3. Das Akzeptieren von seriellen sexuellen Beziehungen als Ersatz für die Ehe ist ein Spiel, das irgendwann im Leben einer Frau abrupt zu Ende geht (wahrscheinlich für die meisten zwischen 45 und 60). Danach wird sie vor allem die Gesellschaft viel jüngerer Männer genießen, wenn sie bereit ist, für diese Gesellschaft auf die eine oder andere Weise zu zahlen - und ob der Mann ihr „Schützling“ oder der Pool-Boy der Fiktion oder etwas anderes ist Er ist immer noch ein bezahlter Begleiter, mit allem, was dazugehört. Das gilt natürlich schon seit Jahrhunderten für Männer, aber irgendwie sehen die Leute den sechzigjährigen Geschäftsmann mit der heißen blonden, zwanzigjährigen, goldgräbenden Freundin oder Geliebten immer noch ganz anders an, als sie es mit der sechzigjährigen aussehen. alte berufstätige Frau mit einem Jungenspielzeug; Der Sexismus und die Ungerechtigkeit davon können natürlich angeprangert werden, aber die Situation hält trotzdem an.

4. Wahre Liebe, die Art, die das Engagement für die Ehe wie einen natürlichen, freudigen Schritt erscheinen lässt, beruht auf dem Opfer. Ein Philosophiekurs, den ich vor langer Zeit besucht habe, beschrieb Liebe in etwa so: Die meisten Menschen teilen die Welt in Selbst und Andere auf, aber Liebe ändert diese Gleichung. der Andere wird ein Anderer (wie in einem anderen Selbst) und dann der Geliebte, und das Selbst versucht, im Dienst an diesem geliebten Anderen zu leben, während der geliebte Andere sich selbst auch als das Selbst im Dienst an dem Geliebten sieht. Die Kirche neigt dazu, dieses Geheimnis in ähnlicher Weise zu beschreiben, indem sie sagt, dass die Ehe und die Handlung, die im Mittelpunkt der Ehe steht, das totale Geschenk des Selbst an andere ist. Das egoistische Selbst kann einem geliebten Anderen, der ein anderes Selbst ist, natürlich kein vollständiges Geschenk des Selbst machen, weil der egoistische Wunsch besteht, einen Teil von sich selbst zurückzuhalten.

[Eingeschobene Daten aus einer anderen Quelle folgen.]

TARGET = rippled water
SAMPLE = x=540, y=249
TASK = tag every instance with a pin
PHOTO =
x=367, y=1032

5. Die Art von Liebe, die unvermeidlich und freudig zur Ehe führt, ist eine Entscheidung, ein Akt des Willens. Es ist keine Welle von Emotionen, die auf Geigen spielt und von dem künstlerischen Licht von Kameras durchflutet wird, wie es in romantischen Komödien zu sehen ist. Diese Wahl ist jedoch nicht nur das „Ja“, das in der Antwort auf den Vorschlag ausgesprochen wird, oder die Wahl, überhaupt einen Vorschlag zu machen. es ist ein Akt des Willens, der täglich in kleinen liebevollen und freudigen Opfern erneuert wird. Nicht zu verstehen, dass vorne ein Rezept für eine Katastrophe ist.

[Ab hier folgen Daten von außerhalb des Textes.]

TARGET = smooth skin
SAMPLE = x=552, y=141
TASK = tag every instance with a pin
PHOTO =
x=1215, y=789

Mir ist klar, dass Bolick versucht zu sagen, dass Frauen heutzutage nicht heiraten wollen, weil sie sich mit dem Mann mit dem bloßen B.A. zufrieden geben müssten. oder gar keinen Abschluss usw. Aber ich denke, was wirklich passiert, ist, dass Frauen heutzutage nicht heiraten wollen, weil sie die Lüge erkauft haben, dass die Opfer, die mit engagierter Liebe verbunden sind, für sich selbst respektierende Feministinnen zu einschränkend sind. Traurigerweise haben sie den Opfern den Rücken gekehrt und Liebe und Ehe so ziemlich unmöglich gemacht.